Just as Jerusalem had a glorious past, and will have a glorious future, with much failure and judgment in between, the assembly likewise had a glorious beginning (first part of Acts) and has a glorious future before it when the Lord comes. In between, there has been much failure so that the path of faith in gathering to the Lord's Name is largely forsaken and neither attractive nor easy. Yet there are those who, like "the men that willingly offered themselves to dwell at Jerusalem," see the path, and who undertake to walk in it, in spite of all the difficulties and trials that it entails.

The remainder of chapter 11 gives us those of Judah and Benjamin who dwelt at Jerusalem (vs. 3 - 9, the priests and the Levites (vs. 10 - 18) and the porters, the Nethinims and some officials (vs. 19 - 24). Verses 25 - the end list other towns and villages where the people dwelt. Chapter 12:1 - 26 lists further priests and Levites with some genealogies and leaders among the people who were responsible to maintain the service of God. We can notice in verse 10 that Eliashib was the grandson of Jeshua the high priest. As far as I know, Jeshua has a record in the Scriptures of being a faithful man. It is sad to see that his grandson, Eliashib, did not follow in his footsteps but turned out to be a traitor, in league with the enemy (see ch. 13:4). Likewise, it is sad to see young people today, who have had faithful parents or grandparents, turn away from the Lord to follow the enemy.
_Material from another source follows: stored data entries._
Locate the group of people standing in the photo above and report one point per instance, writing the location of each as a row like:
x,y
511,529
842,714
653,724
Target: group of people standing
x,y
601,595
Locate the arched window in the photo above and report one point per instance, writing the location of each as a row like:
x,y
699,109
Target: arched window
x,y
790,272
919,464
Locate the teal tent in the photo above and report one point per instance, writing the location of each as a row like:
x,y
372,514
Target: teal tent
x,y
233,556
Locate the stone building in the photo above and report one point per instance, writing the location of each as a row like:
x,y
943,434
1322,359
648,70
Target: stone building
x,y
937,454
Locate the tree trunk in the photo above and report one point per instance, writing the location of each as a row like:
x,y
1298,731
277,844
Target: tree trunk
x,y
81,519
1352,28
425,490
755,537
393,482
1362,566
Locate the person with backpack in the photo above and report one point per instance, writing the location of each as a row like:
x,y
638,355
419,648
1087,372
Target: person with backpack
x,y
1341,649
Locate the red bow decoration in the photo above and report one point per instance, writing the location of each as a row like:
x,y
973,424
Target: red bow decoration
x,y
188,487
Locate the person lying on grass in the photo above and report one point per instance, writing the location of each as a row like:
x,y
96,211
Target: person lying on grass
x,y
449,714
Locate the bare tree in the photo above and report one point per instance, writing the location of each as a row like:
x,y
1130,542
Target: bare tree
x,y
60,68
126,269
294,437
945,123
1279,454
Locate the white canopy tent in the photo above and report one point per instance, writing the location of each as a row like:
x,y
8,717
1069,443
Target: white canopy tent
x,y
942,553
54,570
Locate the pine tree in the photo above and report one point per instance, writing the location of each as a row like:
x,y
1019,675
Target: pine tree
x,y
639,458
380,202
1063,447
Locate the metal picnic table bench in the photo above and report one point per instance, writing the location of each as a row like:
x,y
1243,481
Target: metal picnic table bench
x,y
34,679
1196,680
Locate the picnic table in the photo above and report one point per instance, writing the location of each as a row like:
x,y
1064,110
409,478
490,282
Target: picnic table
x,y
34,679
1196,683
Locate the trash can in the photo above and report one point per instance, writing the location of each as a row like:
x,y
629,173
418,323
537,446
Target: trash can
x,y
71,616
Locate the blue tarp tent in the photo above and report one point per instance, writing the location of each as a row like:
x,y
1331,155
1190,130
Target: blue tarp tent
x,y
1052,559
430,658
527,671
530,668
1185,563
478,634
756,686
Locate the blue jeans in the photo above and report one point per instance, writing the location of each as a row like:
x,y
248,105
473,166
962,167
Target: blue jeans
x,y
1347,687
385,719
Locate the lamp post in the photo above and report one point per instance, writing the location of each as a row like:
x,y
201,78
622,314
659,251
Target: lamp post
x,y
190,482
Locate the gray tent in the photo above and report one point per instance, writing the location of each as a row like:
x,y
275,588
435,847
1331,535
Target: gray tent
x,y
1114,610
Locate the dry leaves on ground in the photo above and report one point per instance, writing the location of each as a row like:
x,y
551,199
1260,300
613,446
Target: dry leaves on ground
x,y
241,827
But there is a cheerful note in this first part of chapter 12. Remember that we have here at Jerusalem a very small fraction of the people of Israel found at God's chosen earthly center. The rest were gone, as it were, with the wind, indifferent to the will, the Word, the center, and the people of their God. But here was a feeble remnant who still kept up the offering of praise and thanks to their God (v. 24), and the "keeping the ward at the thresholds (storehouses) of the gates" (v. 25). The Lord saw this, and recorded it in His eternal Book.
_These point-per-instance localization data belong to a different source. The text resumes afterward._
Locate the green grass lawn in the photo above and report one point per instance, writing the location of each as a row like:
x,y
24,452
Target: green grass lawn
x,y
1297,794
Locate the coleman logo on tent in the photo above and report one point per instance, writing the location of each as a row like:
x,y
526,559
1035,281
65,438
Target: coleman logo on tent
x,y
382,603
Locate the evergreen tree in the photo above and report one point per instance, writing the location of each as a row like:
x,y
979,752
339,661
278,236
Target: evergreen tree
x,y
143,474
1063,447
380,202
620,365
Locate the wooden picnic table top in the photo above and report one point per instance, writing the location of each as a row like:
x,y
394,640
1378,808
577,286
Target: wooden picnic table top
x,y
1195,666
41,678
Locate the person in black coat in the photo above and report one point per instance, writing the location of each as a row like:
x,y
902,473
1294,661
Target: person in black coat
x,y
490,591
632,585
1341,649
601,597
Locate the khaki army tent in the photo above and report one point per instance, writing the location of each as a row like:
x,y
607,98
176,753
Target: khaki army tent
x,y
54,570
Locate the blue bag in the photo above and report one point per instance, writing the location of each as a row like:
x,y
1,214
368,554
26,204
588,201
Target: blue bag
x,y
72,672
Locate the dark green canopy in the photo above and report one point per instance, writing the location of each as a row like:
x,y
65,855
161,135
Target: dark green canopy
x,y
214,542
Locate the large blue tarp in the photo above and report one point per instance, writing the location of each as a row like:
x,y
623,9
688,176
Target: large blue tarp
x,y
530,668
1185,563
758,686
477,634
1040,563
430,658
Verses 27 - 43 give an account of the dedication of the wall. The remnant had rebuilt the wall - a huge task; they had accomplished a remarkable service for the Lord, and now they marked this accomplishment with a special celebration. Nehemiah gathered the Levites, the singers, the priests, and the people at Jerusalem. All were purified and divided into two companies which went in two different directions and finally met in the house of God (v. 40).
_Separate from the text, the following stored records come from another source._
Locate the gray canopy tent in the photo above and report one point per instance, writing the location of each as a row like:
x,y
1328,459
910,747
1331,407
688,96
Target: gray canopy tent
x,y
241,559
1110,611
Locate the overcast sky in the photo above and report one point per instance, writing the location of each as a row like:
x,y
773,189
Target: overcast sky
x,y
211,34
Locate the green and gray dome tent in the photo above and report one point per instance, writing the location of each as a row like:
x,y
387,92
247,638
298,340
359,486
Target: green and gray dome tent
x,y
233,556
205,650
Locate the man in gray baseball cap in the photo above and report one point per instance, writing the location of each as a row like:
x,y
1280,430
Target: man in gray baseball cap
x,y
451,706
This dedication of the wall was marked by thanksgiving and songs of praise, sacrifices, and great joy. Thanksgiving recognizes that we owe all to the Lord; He really is the doer of anything that has been accomplished. Their singing was accompanied by musical instruments. The instruction for us is, "Singing and making melody in your heart to the Lord." Eph. 5:19. Our heart is our musical instrument, but it must be in tune if it is to make "melody to the Lord." Eph. 5:19. "They offered great sacrifices." Those sacrifices all spoke of the sacrifice of Christ - the basis of all relationship to God and of all approach to Him, both then as well as now. Finally, God "made them rejoice with great joy so that the joy of Jerusalem was heard even afar off." v. 43. The Lord wants His people to be happy. A number of times in John He repeated to His disciples, "That your joy may be full." S.L.